Body of the report:
In reference to current report no. 48/2013 of 18 November 2013 pertaining to information on the signing of a letter of intent on 8 November 2013 by and between the Company and Kompania Węglowa S.A. domiciled in Katowice („KW”, „Seller”) concerning the possibilities of deepening cooperation in mining the deposits of the Knurów-Szczygłowice Hard Coal Mine and the Company’s potential acquisition of an organized part of KW’s business entailing the Knurów-Szczygłowice Hard Coal Mine („Mine”), the Management Board of Jastrzębska Spółka Węglowa S.A. („JSW”, „Company”, „Buyer”) reports that the parties signed a preliminary purchase agreement for the Mine on 10 April 2014.
1. The subject matter of the agreement is for the Company to acquire an organized part of the business in the form of the Knurów-Szczygłowice Hard Coal Mine entailing this mine’s tangible and intangible assets used to excavate hard coal („ZORG”), with a production capacity of 3.8 million tons of coal per annum, consisting roughly of 40% coking coal, 1.26 billion tons of economically-viable resources and 375.1 million tons of recoverable reserves, including 119.7 million tons under concessions that are currently in force – which will provide for the operation of the mine for more than 80 years.
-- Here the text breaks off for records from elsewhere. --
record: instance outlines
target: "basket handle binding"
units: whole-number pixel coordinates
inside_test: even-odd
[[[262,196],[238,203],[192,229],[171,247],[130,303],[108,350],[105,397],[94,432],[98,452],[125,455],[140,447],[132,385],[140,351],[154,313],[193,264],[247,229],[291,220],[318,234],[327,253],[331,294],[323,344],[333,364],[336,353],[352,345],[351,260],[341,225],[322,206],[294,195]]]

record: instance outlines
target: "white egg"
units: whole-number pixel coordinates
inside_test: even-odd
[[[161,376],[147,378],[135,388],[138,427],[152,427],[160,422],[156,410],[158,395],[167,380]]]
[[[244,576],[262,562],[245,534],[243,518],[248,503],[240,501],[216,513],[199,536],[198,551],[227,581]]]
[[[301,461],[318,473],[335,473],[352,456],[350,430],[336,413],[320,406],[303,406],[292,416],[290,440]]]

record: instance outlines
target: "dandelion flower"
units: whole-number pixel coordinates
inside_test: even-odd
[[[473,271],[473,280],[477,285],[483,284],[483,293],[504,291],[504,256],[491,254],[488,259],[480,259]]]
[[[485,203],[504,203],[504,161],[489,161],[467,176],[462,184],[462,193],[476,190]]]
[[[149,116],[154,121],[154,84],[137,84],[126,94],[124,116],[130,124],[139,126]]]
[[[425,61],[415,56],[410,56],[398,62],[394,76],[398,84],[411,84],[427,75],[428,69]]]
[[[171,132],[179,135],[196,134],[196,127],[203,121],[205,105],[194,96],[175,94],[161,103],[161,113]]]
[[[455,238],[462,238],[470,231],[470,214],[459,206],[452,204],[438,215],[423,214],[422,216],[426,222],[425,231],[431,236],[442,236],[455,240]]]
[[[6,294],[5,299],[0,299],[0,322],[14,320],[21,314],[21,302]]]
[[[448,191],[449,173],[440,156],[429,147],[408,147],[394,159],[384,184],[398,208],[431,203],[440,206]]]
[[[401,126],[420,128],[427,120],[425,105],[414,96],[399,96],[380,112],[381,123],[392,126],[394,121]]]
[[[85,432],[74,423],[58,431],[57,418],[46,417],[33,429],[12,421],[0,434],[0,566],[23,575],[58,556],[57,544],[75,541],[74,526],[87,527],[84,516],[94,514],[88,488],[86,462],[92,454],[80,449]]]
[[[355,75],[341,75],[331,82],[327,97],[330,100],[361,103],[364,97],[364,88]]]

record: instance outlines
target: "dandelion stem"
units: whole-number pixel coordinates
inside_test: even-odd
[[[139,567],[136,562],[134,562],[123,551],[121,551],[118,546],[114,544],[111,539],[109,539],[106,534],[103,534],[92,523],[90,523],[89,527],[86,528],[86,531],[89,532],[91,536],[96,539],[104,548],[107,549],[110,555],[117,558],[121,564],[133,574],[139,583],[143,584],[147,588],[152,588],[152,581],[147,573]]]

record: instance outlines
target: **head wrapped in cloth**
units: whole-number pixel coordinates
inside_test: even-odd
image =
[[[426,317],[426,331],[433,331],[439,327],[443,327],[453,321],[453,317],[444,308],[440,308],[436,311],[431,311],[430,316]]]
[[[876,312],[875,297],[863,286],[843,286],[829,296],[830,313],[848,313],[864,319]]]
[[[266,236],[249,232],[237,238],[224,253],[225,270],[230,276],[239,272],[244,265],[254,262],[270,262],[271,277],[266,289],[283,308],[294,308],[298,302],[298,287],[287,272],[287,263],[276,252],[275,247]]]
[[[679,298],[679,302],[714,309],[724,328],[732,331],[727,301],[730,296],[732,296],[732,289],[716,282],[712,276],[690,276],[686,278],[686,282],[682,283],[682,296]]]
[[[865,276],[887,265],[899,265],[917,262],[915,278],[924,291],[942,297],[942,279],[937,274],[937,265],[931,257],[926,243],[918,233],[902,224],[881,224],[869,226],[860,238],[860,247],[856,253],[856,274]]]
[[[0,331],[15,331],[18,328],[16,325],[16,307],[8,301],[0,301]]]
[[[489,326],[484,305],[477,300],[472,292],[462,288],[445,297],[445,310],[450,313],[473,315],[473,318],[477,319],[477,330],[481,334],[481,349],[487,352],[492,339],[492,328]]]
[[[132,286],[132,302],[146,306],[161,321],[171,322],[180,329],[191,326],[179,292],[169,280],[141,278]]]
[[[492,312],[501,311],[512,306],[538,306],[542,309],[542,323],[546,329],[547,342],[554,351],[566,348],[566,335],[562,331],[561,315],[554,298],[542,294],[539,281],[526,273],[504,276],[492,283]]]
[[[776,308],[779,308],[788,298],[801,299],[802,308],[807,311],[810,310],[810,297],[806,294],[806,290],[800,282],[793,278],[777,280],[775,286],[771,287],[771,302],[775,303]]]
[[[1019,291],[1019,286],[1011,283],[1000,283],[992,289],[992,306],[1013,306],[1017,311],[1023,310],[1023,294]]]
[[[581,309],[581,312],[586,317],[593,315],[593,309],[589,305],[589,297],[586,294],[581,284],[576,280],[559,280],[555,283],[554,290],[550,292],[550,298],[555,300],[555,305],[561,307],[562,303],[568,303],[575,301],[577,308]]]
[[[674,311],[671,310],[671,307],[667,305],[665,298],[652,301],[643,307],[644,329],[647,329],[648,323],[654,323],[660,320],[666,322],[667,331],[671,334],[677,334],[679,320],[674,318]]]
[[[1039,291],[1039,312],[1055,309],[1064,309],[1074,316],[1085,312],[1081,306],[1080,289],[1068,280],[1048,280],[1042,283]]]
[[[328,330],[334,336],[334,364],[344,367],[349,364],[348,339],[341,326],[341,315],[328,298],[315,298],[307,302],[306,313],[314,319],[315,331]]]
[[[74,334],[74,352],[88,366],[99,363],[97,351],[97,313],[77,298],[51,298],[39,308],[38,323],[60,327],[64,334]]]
2. The sale price for ZORG is PLN 1,490,000,000 (say: one billion four hundred million zloty).
3. The Buyer and Seller’s obligations to execute the final purchase agreement for ZORG arise upon the fulfillment of a number of suspending conditions („Suspending Conditions”), with the key ones being as follows: the Buyer obtaining the consent of the Antimonopoly Office (UOKiK), the Buyer obtaining financing in the agreed amount, the expression of consent by Parties to specific agreements executed by the Seller within the scope of running ZORG and specific rental and lease agreements executed by the Seller for the Buyer to assume the party’s rights (assignment of rights / liabilities or duties as the case may be) or novation of such agreements and execution of the pertinent new agreements with the Buyer, the Buyer and Seller acquiring the decisions, permits, consents and licenses required by law from public administrative bodies or courts and other entities and securing all internal consents and permits from their governing bodies as required to execute or perform the preliminary and final purchase agreements for ZORG, the Seller acquiring the bondholders’ consent to sell ZORG as specified by the bond issue program and to release the encumbrances established on ZORG or ZORG’s assets.
4. The preliminary purchase agreement for ZORG expires if the suspending conditions are not fulfilled by 31 July 2014 (inclusively).
5. The agreement contemplates a contractual penalty in the amount of PLN 100,000,000 (say: one hundred million zloty) due in the event of non-performance or improper performance of the actions under a given Party’s control at the fault of a Party leading thereby to the non-fulfillment of the Suspending Conditions or a Party avoiding execution of the final purchase agreement for ZORG on the closing date in spite of fulfilling the Suspending Conditions.
6. The agreement confers to the Buyer the right to withdraw from the preliminary agreement if a mining or construction catastrophe or some other event occurs up to the closing date (inclusively) that would reduce ZORG’s production capacity for a period of at least 6 months by 15% or more compared to the production capacity defined in the technical and economic plan.
The Company will announce the fulfillment of the conditions of the transaction and the signing of the final agreement in separate reports.